For since no ordinary cause can produce an eternal state, then if the eternal state is real, it must have been caused by something capable of producing eternal effects. But only God can create an eternal effect. Ergo, the damned and the saved are so by God's will. Do what you want to do, just don't think it's going to change the outcome.

Dhamma - the Natural Law – says that we plant the seeds for our future conditions, in this life or another, by what we do today. And by do, the Buddha meant by what we think. Thinking comes before doing; this is why he placed such a focus on seeing where our thoughts are anchored at any given moment. People who are aware of their mental states can anticipate the conditions that will lead to either wholesome or unwholesome states. They assume an active role in shaping future states, in this life and in the next.

Think back to April 18th, 1997. If you were not alive then, pick another distant date. Nothing about it is real and it's highly unlikely you remember any details even if it was your birthday. What did you eat? What did you wear? Who did you talk to? Our lives are like that, a blur of days we categorize broadly by life states like marriage, employment or school. Ask me about Aug 8, 2009, I will tell you where I was living and working, but not about what I was thinking, feeling or planning.

Our present life slips quickly into the mists of time. Recall of events from three lifetimes ago? Forget about it.

Hopefully, you see how the narrative you might have about yourself as a stable entity with a start and end date is a construct of the mind. Yes, you can validate with records and photos that you existed on this day, but go far enough back and the entity in those documents is no longer you even physically. The atoms in your body from that period have moved on, replaced by new ones. Your memories have faded and your valuations will have changed, maybe even unbeknownst to you.
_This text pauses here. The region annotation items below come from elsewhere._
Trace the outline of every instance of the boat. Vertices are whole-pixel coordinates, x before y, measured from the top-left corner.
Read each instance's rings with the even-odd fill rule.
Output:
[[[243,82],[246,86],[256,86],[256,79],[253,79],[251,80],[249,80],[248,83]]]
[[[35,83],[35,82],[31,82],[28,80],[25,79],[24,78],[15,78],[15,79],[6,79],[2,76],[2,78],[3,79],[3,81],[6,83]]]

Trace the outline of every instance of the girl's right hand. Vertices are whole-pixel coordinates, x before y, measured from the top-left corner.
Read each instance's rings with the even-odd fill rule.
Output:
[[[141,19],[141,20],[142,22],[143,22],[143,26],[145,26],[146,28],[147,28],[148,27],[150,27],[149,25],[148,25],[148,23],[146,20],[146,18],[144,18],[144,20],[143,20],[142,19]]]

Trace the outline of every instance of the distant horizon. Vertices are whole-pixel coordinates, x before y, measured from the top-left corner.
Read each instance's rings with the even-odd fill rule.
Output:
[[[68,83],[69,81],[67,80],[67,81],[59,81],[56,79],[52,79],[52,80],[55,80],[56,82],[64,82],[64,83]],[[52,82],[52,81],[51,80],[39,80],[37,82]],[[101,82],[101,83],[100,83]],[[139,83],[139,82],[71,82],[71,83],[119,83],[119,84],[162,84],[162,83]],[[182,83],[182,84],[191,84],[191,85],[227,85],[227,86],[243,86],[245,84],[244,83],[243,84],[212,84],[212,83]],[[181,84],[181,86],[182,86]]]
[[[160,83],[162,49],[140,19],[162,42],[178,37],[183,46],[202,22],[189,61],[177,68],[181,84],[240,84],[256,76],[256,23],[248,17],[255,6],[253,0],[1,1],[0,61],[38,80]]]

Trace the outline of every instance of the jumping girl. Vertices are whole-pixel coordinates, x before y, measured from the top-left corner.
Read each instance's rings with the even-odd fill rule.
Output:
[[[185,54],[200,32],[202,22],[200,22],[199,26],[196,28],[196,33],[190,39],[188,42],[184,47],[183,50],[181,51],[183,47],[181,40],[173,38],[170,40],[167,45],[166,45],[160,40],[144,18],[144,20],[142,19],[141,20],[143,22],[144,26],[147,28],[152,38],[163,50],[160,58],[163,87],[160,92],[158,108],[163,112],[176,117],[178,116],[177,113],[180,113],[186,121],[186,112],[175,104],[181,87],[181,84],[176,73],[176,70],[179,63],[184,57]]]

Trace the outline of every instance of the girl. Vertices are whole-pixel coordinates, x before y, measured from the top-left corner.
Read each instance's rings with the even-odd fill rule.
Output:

It is the nature of our consciousness to feel itself a constant. Everything about existence begins from the basis of awareness and material reality is just a secondary effect of its activity. In the West, this view has gone by the handle Idealism, but it is a small camp even though it's the natural default of rational creatures, in fact the only one they will know for certain. A schizophrenic may experience voices but he does so on the plane of wounded awareness.